Recession? So what? The rich will always keep spending ... right?
Riiiiight. Just like home prices will always keep rising, and teenagers won't change their spending habits in the face of a recession. Truisms like these are getting blown to bits left and right as the economy worsens, and mounting evidence now suggests that the wealthy -- contrary to popular opinion -- may be tightening their purse strings right along with the rest of us.
Looking for Mr. Cheapskate
Economically speaking, teenagers are acting terrifyingly out of character lately. Now "wealthy" consumers might be joining them. A recent Bloomberg article discussed how Saks' (NYSE: SKS ) troubles may foreshadow tougher times ahead for other high-end retailers such as Nordstrom (NYSE: JWN ) and Neiman-Marcus.
The article opened with a moving story of nervous consumers and disintegrating profit margins, discussing a Dolce & Gabbana messenger bag that Saks was peddling for a whopping 60% off (from its original $1,995 price tag).
This may be the dawning of the Age of Cheapskates, with even supposedly well-heeled customers ratcheting down their frivolous purchases of high-end luxury brands. The superwealthy get rich for a reason, and in bad economic times, I have a feeling many of them may be getting even stingier than Joe and Josephine Six-Pack.
Even the wealthiest man in America, Berkshire Hathaway's (NYSE: BRK-A ) Warren Buffett, isn't exactly known for his showy displays -- he still lives in the Omaha, Nebraska home that he bought decades ago for $31,500, for example.

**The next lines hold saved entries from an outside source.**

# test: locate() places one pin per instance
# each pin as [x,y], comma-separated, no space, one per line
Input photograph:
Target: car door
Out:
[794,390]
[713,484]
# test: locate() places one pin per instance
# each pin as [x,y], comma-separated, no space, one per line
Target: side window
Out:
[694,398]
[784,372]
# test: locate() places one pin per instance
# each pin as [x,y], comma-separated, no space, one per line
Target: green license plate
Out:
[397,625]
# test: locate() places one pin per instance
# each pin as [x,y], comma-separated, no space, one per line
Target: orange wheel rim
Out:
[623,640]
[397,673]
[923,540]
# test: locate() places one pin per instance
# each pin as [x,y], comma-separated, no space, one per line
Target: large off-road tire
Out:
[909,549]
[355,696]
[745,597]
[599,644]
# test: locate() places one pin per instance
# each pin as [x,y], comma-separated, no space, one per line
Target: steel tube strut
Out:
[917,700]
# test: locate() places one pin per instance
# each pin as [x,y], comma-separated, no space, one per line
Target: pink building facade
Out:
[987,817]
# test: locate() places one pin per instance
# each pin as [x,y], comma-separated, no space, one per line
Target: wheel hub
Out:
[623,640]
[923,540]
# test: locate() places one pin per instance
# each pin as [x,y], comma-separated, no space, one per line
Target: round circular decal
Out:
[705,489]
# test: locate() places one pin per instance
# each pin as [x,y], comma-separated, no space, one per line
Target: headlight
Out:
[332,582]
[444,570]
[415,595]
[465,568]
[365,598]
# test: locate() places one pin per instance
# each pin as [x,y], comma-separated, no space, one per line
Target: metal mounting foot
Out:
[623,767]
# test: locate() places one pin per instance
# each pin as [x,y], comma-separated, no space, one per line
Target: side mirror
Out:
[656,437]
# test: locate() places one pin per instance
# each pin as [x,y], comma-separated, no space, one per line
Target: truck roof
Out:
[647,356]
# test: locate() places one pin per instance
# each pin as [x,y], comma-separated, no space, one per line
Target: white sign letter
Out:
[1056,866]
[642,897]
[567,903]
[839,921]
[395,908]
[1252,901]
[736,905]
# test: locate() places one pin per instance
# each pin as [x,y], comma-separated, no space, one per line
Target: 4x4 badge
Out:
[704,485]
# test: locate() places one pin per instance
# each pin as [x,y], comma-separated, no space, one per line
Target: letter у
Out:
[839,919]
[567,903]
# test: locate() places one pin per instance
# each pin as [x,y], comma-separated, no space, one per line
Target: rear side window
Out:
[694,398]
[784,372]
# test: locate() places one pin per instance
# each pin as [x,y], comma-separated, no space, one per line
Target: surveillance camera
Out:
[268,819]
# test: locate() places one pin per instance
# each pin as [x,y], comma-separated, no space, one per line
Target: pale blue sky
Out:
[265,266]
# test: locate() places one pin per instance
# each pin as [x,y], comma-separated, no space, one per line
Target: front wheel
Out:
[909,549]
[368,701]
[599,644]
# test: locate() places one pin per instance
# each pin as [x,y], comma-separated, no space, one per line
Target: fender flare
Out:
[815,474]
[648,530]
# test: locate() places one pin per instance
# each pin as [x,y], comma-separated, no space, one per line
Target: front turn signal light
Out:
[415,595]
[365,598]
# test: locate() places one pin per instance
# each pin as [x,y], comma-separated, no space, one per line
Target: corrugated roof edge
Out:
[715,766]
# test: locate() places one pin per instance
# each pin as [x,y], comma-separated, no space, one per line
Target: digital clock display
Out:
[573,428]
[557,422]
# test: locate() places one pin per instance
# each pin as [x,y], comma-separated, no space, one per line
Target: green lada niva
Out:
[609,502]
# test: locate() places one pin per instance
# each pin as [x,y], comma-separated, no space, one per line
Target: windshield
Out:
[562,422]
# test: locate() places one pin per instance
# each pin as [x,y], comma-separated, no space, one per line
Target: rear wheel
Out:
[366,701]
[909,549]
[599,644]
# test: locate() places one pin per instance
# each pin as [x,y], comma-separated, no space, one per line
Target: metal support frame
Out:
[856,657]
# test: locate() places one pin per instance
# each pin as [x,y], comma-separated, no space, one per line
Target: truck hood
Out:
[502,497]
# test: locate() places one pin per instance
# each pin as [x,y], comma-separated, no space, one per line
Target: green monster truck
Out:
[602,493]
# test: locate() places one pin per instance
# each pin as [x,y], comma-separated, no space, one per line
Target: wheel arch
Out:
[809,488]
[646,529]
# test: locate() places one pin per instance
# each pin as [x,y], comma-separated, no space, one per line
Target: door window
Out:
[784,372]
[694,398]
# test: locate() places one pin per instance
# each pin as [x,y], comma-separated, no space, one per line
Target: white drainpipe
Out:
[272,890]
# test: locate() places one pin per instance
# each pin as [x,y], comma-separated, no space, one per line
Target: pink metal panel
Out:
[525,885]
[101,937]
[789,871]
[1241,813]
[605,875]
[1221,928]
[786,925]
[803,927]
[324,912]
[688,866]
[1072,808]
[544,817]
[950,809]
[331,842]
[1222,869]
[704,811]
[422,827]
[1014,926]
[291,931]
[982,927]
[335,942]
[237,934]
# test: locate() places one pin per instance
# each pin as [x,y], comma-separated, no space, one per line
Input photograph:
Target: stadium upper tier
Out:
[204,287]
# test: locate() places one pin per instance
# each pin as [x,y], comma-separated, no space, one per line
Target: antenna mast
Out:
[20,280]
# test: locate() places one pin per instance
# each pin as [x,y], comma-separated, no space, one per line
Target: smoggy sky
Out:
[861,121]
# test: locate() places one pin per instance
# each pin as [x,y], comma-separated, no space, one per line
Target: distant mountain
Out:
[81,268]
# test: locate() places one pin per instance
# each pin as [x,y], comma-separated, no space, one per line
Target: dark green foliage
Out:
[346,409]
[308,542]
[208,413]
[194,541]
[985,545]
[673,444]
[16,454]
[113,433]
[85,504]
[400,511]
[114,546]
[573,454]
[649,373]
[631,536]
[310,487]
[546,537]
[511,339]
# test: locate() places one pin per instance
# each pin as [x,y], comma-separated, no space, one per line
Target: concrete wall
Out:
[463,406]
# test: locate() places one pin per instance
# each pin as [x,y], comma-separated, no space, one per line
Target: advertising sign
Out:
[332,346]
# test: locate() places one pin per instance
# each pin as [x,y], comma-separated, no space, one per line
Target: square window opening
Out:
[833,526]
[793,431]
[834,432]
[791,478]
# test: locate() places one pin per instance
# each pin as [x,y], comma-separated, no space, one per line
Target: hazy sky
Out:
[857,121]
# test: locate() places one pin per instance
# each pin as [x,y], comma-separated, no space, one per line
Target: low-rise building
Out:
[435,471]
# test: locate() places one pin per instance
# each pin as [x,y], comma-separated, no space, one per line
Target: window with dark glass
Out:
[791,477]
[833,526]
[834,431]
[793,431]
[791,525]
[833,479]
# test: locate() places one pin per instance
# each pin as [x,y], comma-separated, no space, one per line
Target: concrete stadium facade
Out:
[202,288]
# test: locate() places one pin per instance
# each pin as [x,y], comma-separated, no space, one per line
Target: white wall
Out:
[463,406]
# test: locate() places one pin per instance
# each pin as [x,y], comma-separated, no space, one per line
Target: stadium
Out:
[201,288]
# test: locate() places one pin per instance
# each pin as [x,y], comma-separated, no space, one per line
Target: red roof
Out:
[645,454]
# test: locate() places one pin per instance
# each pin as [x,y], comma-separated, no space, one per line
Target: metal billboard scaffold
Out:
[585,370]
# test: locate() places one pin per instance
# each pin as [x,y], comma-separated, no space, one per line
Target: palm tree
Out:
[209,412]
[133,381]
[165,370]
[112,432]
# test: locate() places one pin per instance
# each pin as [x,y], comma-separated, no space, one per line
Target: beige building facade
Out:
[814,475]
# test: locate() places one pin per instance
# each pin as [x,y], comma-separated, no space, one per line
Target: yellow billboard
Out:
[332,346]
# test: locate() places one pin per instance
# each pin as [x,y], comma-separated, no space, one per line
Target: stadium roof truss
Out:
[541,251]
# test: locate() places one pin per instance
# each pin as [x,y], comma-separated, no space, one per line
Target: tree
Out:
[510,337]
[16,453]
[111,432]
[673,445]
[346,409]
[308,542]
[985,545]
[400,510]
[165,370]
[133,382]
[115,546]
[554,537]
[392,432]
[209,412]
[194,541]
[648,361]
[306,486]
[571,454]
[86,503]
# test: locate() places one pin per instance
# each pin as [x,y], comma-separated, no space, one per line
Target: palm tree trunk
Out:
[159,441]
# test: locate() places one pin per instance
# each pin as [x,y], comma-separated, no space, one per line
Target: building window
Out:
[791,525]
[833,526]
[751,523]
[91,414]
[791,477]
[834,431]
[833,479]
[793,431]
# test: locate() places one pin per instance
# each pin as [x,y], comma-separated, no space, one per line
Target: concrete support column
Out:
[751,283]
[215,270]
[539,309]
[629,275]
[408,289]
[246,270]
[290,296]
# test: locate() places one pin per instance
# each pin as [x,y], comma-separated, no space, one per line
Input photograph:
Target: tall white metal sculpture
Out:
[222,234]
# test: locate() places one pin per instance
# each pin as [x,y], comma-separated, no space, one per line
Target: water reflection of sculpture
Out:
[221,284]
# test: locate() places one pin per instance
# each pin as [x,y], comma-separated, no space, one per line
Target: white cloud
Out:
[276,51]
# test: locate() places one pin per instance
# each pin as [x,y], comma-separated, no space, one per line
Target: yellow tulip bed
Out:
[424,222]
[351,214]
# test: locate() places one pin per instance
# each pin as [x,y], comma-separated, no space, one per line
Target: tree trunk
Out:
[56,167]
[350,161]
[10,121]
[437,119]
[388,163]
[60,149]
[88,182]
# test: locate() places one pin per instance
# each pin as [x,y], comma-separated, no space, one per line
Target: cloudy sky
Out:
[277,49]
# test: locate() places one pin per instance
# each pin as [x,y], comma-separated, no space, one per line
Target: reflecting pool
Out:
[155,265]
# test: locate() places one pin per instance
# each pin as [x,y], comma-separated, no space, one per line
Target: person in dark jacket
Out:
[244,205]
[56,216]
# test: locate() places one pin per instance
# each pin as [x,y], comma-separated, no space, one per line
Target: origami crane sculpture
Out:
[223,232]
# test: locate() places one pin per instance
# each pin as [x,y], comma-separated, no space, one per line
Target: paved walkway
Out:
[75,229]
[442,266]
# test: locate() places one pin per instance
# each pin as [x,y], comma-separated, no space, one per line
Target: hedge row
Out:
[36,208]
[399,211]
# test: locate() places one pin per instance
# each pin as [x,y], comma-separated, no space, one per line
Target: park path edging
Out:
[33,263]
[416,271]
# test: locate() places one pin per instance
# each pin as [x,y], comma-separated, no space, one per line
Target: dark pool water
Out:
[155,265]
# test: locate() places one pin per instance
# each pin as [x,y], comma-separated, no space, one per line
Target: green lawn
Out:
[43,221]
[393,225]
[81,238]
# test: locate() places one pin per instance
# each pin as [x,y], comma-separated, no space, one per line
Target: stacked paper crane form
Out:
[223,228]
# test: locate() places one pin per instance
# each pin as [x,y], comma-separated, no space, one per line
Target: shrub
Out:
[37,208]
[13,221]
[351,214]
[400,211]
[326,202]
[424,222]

The Bloomberg article pointed out many pressures now affecting high-net-worth individuals, including the collapse of the financial industry and its subsequent job cuts. (I suspect the investment banks spurred quite a lot of conspicuous consumption). In addition, the housing bust and the stock market's recent bearishness impact individuals across the board.
Wealthy or wannabe?
The luxury goods market has also been buoyed by artificial forces, including the massive consumer feeding frenzy over the last decade or so. Paper gains in back-to-back asset bubbles -- first the tech boom, then the housing bubble that softened the former's implosion -- apparently further reinforced America's inner spendthrift. Worse yet, the housing bubble and its insanely lax mortgage structures made it seem hip, even sensible, to spend money you didn't actually have.
I'd argue that the proliferation of McMansions, luxury automobiles, and other status goods all stemmed from this wannabe-wealthy culture. And so do Dolce & Gabbana bags, right? No wonder companies like Saks are quaking in their designer imported boots. How much luxury spending was fed by capital that has now disappeared in a puff of smoke?
Looks like this particular hangover will require much more than a couple of aspirin and a sick day from the office.
Forget Saks -- there's a sale on Wall Street
The near term might be super-tough for the luxury goods market. If people aren't in the mood for a $4 cup of Starbucks (Nasdaq: SBUX ) coffee, I doubt most will turn around and shell out $2,000 for a handbag, either.
Then again, the tough times won't last forever. It's a great time for investors with a long-term horizon to carefully add high-quality, beaten-down stocks to their portfolios. How about Coach (NYSE: COH ) ? It has a solid, aspirational brand, a reputation for quality, and the ability to extend its appeal beyond the super high-end demographic by offering some of its wares through outlets.
Coach shares have fallen 41% over the last 12 months. They now trade at just 14 times earnings, and the stock sports a PEG ratio of 0.78. The company has a solid balance sheet, too, with $616 million in cash and just $13.9 million in debt.
It may be a good while before $2,000 handbags come back into favor. Still, this is a great time to search for some of the greatest stocks you can think of at fire-sale prices. How's that for affordable luxury?